In wrestling terms, one might say the DPP has a half Nelson hold on Nelson; but when AG Al-Rawi tangled with him, Nelson was permitted to pin the Government of Trinidad and Tobago to the mat with a full Nelson hold.
In 2015, when Anand Ramlogan resigned as AG from the UNC government, I commented then that “a high level of political aggression is not compatible with the office of Attorney General, which is the guardian of the public interest in many matters and, therefore, requires a measure of detachment from the extremes of partisan party politics”.

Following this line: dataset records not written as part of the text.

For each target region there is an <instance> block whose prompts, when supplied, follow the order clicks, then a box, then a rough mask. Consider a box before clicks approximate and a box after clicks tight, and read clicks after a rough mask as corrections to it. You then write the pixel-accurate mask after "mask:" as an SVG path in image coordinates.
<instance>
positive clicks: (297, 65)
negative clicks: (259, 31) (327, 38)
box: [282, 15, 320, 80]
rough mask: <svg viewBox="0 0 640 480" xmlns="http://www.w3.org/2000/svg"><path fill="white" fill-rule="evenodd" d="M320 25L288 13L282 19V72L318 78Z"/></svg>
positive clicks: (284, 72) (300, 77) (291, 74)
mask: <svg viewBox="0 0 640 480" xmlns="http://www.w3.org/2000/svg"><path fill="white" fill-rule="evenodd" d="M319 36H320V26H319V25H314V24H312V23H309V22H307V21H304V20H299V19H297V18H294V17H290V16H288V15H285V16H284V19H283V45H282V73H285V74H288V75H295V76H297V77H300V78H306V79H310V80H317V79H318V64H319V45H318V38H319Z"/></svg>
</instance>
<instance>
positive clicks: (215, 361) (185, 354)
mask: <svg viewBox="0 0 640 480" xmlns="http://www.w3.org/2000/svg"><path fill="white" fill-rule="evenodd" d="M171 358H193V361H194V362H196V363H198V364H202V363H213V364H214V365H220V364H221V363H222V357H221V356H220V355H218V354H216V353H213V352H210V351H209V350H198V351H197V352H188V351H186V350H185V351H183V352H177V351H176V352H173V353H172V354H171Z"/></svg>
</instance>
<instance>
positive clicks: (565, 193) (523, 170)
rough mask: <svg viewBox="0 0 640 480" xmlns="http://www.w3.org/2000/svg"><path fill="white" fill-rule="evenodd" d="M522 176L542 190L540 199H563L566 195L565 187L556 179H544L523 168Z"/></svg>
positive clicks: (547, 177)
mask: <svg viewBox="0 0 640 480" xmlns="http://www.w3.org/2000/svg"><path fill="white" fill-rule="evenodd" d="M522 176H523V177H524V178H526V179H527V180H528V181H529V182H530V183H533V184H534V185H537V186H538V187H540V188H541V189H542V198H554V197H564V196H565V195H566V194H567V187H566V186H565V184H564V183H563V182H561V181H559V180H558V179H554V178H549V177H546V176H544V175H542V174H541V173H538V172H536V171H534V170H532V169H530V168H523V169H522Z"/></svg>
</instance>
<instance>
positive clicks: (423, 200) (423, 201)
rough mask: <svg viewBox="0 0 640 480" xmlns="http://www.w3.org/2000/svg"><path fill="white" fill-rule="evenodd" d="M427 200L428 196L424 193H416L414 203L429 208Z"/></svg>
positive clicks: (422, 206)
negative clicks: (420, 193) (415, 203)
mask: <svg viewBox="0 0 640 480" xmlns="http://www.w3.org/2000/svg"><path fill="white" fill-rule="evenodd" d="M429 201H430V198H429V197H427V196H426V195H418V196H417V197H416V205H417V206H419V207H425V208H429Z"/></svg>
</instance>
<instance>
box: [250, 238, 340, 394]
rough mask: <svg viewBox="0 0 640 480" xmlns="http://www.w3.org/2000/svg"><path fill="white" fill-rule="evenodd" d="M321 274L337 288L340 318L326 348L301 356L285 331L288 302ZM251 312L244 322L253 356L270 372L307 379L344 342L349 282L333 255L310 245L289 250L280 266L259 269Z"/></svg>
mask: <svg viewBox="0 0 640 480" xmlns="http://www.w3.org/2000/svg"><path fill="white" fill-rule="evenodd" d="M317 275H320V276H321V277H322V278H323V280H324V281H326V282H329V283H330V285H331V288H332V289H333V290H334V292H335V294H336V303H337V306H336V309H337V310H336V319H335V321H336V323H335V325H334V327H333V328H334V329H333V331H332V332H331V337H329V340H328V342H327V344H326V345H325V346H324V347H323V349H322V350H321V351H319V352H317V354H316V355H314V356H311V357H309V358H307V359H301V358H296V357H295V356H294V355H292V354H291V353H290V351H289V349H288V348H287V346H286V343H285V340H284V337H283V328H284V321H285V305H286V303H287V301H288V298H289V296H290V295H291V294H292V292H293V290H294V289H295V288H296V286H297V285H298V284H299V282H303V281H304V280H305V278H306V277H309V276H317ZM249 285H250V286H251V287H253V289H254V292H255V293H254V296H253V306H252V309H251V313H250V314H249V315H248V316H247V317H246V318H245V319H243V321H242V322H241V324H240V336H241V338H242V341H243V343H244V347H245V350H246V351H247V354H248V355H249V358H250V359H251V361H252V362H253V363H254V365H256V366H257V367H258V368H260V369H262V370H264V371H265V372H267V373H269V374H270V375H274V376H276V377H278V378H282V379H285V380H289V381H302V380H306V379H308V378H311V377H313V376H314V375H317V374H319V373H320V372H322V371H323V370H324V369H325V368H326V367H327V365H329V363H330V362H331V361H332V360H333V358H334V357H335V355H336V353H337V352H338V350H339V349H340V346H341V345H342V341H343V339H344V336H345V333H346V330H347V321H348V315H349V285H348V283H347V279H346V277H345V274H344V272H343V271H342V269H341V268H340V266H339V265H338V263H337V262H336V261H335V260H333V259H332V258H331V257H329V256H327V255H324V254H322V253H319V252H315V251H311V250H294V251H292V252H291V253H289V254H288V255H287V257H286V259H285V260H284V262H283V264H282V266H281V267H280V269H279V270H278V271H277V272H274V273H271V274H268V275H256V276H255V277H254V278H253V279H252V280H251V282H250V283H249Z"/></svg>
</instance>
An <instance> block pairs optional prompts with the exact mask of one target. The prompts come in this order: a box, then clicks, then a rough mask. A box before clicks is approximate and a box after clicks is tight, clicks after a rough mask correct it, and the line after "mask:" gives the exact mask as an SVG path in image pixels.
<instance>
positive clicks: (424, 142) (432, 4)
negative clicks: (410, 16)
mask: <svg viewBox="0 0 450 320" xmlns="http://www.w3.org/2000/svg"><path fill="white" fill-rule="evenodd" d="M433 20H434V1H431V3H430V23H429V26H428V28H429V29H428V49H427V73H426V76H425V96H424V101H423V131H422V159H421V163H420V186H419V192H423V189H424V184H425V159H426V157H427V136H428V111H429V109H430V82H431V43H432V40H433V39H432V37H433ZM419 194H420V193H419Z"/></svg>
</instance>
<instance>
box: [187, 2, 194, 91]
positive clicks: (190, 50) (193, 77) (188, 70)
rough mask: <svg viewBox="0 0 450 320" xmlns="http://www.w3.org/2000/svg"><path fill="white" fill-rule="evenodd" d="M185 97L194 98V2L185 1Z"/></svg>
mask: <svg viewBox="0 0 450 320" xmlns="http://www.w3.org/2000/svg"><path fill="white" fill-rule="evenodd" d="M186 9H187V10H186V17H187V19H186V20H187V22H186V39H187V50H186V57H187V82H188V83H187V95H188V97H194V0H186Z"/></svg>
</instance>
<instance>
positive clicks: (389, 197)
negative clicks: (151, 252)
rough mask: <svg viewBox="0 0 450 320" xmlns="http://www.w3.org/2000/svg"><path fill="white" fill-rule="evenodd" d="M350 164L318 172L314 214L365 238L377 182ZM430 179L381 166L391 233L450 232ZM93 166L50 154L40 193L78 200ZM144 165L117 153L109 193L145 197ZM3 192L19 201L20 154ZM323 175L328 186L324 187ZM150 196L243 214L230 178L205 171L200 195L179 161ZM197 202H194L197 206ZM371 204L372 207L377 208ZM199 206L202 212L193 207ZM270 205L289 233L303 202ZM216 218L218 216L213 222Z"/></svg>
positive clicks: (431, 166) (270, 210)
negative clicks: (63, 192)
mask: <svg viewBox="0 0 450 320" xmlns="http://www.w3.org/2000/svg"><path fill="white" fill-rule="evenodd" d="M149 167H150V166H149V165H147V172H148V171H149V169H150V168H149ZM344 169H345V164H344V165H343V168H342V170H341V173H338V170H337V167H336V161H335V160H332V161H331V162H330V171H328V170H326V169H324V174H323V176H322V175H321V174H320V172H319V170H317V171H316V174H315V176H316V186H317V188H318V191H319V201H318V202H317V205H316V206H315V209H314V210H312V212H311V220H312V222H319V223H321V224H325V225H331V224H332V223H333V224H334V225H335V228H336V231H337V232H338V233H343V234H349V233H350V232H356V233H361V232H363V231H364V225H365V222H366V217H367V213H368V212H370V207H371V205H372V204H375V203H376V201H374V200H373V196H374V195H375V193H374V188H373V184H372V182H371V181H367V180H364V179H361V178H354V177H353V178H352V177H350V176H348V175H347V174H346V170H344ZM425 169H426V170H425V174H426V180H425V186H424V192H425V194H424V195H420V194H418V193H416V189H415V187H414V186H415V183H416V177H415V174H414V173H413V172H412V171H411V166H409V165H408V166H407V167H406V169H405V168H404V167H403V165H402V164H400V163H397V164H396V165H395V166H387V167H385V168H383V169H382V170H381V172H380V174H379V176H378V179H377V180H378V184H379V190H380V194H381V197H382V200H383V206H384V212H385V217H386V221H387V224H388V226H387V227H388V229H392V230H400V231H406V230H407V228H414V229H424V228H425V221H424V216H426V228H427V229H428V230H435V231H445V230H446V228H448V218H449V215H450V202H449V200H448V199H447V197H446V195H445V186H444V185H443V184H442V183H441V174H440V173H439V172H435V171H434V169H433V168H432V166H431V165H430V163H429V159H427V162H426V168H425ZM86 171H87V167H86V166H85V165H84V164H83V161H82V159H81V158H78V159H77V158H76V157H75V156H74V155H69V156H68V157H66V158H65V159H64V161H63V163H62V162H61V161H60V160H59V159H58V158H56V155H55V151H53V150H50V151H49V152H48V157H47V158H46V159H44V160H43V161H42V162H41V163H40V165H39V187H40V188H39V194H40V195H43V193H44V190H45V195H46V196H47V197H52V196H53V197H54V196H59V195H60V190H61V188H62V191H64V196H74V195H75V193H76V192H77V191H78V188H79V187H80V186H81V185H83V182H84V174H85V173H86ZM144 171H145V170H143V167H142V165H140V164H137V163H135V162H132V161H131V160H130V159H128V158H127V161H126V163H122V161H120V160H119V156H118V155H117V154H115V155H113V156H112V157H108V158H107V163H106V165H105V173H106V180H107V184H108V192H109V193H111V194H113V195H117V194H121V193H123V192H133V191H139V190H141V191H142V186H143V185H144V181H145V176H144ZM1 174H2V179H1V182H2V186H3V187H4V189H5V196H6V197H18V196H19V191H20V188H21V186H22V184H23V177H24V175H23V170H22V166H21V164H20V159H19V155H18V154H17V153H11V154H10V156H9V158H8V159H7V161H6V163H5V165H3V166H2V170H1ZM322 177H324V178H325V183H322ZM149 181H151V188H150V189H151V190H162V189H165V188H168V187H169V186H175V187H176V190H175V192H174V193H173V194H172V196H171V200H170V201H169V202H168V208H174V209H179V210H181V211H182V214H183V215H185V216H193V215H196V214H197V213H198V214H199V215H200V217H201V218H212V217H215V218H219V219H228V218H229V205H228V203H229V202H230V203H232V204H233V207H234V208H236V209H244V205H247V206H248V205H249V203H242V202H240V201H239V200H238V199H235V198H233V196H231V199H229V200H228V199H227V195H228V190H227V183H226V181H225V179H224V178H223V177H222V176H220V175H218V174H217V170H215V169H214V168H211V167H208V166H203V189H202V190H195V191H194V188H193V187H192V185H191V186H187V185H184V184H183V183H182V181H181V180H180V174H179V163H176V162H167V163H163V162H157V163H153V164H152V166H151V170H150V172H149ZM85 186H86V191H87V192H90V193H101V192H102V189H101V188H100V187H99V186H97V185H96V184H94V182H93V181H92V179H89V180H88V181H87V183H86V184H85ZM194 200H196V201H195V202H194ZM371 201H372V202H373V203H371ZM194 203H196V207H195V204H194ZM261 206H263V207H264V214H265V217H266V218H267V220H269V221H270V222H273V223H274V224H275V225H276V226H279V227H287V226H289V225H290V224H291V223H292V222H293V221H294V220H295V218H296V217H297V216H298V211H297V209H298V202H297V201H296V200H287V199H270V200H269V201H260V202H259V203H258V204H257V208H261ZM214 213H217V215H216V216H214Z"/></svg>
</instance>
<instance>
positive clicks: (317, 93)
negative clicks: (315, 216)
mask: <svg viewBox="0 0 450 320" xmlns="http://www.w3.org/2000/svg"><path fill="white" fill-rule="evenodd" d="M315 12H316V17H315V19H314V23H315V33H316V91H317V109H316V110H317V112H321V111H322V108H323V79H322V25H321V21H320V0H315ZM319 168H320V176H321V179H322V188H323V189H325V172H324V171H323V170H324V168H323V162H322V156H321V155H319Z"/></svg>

Subsequently, in 2019, I noted that Al-Rawi had been in the news for all the wrong reasons many times during his tenure, and added that “it is not possible to be trusted as the guardian of the public interest while habitually, and sometimes crassly, pursuing a campaign against the Opposition, however righteous such a campaign may be in the eyes of the Attorney General”.
Even more controversies are currently swirling around Al-Rawi, and unrestrained conduct in the political gayelle can turn into conduct unbecoming of the office of AG.
Sadly, the credibility of an even higher office, that of President of the Republic, has now suffered serious damage and the office has become a source of a contagion of distrust, which will taint appointments she makes.